Storing the energy from wind is obviously useful. But is it essential? Numerous studies cover the matter both asserting that storage can useful and asserting its not. The practical common result is the continental U.S. could increase wind energy production another ten times before the capacity would merit storage at scale.
It’s just not that simple. In Hawaii where the ocean limits interconnection over a wide area the local conditions rule. To get to high wind use a buffer needs to be in place between the source, the wind and to the consumer. Hawaii has a 70% renewable target and to get there some form of moving energy production from the time it’s generated to the time it’s used has to be in place.
But numerous studies as well as European wind integration experience have demonstrated that in the continental 48 states the use of wind energy could increase by more than 10-fold without energy storage. The opportunity is in using the sources of flexibility that are already present on the electric grid. Every day, grid operators constantly accommodate variability in electricity demand and supply by increasing and decreasing the output of the flexible generators – power plants like hydroelectric dams or natural gas plants that can rapidly change their output of generation.
The peak demand is met by the stored energy in the dammed water or the natural gas in the tank or pipeline. Grid operators also move power from regions with momentary excesses of electricity to other regions that have a need for electricity at that moment. Grid operators use these same flexible resources to accommodate any additional variability introduced by wind energy.
In the U.S. now, demand for electricity can vary by a factor of three or more depending on the time of day and year, which nationwide translates into hundreds of gigawatts of flexibility that are already built into the power system.
Its almost always much cheaper to use the existing flexibility than to build new sources of flexibility like energy storage facilities. When the existing sources of flexibility are eventually saturated, a number of additional low-cost sources of flexibility can be deployed, such as building additional transmission lines, encouraging additional demand response resources, reforming grid operating procedures, or making the generating fleet more flexible.
Continuing advances in energy storage technology can make it more economically competitive as a provider of grid flexibility. Its important to remember that resources like wind energy can already be cost-effectively and reliably integrated with the electric grid without energy storage for quite some time to come.
Compare that to Hawaii’s plan to install a 15-megawatt battery on a new 30-megawatt wind farm. Computers will work to keep the battery exactly half-charged most hours of the day. If the wind suddenly gets stronger or falls off, the batteries will smooth out the flow so that the grid sees only a more gradual increase or decrease, no more than one megawatt per minute at some hours of the day.

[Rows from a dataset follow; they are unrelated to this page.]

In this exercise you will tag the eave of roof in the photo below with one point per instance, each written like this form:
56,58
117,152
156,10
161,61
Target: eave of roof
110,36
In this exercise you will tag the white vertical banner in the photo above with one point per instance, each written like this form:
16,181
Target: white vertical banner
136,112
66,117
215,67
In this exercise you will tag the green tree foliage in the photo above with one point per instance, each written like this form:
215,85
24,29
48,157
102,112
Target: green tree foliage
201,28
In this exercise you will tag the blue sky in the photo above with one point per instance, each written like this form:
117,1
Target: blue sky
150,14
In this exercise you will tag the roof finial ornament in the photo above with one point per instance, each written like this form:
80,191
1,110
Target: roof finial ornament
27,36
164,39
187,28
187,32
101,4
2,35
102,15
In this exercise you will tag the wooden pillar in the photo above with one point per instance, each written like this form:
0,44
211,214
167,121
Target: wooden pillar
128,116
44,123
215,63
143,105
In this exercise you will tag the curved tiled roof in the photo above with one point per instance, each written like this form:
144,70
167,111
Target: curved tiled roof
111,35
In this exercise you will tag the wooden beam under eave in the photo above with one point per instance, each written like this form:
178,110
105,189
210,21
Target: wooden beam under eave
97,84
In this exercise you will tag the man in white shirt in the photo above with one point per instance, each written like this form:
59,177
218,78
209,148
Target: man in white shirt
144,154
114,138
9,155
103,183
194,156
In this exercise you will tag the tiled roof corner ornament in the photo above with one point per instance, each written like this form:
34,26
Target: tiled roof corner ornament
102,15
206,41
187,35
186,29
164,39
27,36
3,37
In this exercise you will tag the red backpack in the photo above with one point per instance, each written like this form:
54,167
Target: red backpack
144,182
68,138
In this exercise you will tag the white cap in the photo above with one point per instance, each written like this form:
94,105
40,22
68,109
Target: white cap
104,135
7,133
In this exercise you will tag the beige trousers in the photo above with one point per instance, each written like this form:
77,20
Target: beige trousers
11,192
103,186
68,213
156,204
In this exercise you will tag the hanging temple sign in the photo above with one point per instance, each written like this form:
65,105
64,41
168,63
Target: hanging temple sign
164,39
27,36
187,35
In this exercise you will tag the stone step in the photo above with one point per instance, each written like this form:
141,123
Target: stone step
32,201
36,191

The Hawaiian installation is designed to succeed at a crucial but obscure function: frequency regulation. The alternating-current power system has to run at a strict 60 cycles per second, and the battery system can give and take power on a micro scale, changing directions from charge to discharge or vice versa within that 60th of a second, to keep the pace steady.
The battery system can also be used for arbitrage, storing energy at times when prices are low and delivering it when prices are high. It can hold 10 megawatt-hours, which is as much energy as a 30-megawatt wind farm will produce in 20 minutes if it is running at full capacity. That is not much time, but it is huge in terms of storage capacity. The reason for the arbitrage? Publicly disclosed figures put the project in the range of $130 million, with about $10 million for the battery. The Energy Department has provided a $117 million loan guarantee. Folks in Hawaii are going to pay, but the cost of the investment will be lower with all of the U.S. backing the plan up.
Isolated power systems like Hawaii’s seem like highly unique cases, since geography prevents them from sending excess electricity to neighboring regions there is limited access to sources of power system flexibility, the power grid is often weak, and the price of electricity is often high.
The success of countries like Spain, Germany, Denmark, Portugal, and Ireland reliably and cost-effectively obtaining 10% or more of their electricity from wind farms without adding any storage resources is instructive. As well, the main grid operator in Texas has regularly obtained 20% of its electricity from wind energy, also without the use of energy storage.
The National Renewable Energy Laboratory summed the matter up in a remote quote, “At present levels of wind penetration on the electrical grid, storage has not been a priority consideration. But eventually, as system resources and not exclusively due to wind or other renewable resource capacity adds on, the nation’s electrical grid will benefit from energy storage technologies. Essentially, the power system already has storage in the form of hydroelectric reservoirs, gas pipelines, gas storage facilities, and coal piles that can provide energy when needed. Today, storing electricity is more expensive than using dispatchable generation. In the future, through, advances in technologies such as batteries and compressed air, energy storage may become more cost-attractive.
The point is that Hawaii is an isolated set of islands that needs to store back energy production and move it to the time its needed. The other side of the point is, as the renewables become a larger proportion of the total, the continental U.S., as big as it is, is a set of islands as well.